The statement addresses how the officers had been trained on positional asphyxia and how to avoid it. The training requires moving an arrestee from a prone position into a recovery position, which means seated or on their side. Minneapolis police added the instruction in 2014 as part of a $3 million settlement when a different officer pressed his knee on 28-year-old David Smith’s back, making it difficult for him to breathe.

"It is important to note that getting an arrestee into a position where he or she can breathe is something that is hammered into all of our officers," Arradondo said. "And this began even before the Smith settlement’s required 2014 training."

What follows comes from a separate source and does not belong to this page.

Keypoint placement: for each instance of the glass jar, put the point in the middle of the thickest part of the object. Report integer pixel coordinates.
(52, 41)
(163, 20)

The police chief stated that all officers watch a video on positional asphyxiation as part of roll calls and that they’ve received training on the dangers of in-custody deaths.

"Mr. Floyd shouted out that he couldn’t breathe; bystanders shouted out that Mr. Floyd had stopped talking; then they shouted out that Mr. Floyd had become non-responsive; and finally they shouted out that Mr. Floyd was dying," Arradondo said in the statement. "The officers knew what was happening—one intentionally caused it and the others failed to prevent it."

Floyd went into cardiopulmonary arrest as Chauvin kept his knee on Floyd’s neck while he was on the ground handcuffed, a Hennepin County Medical Examiner’s report revealed.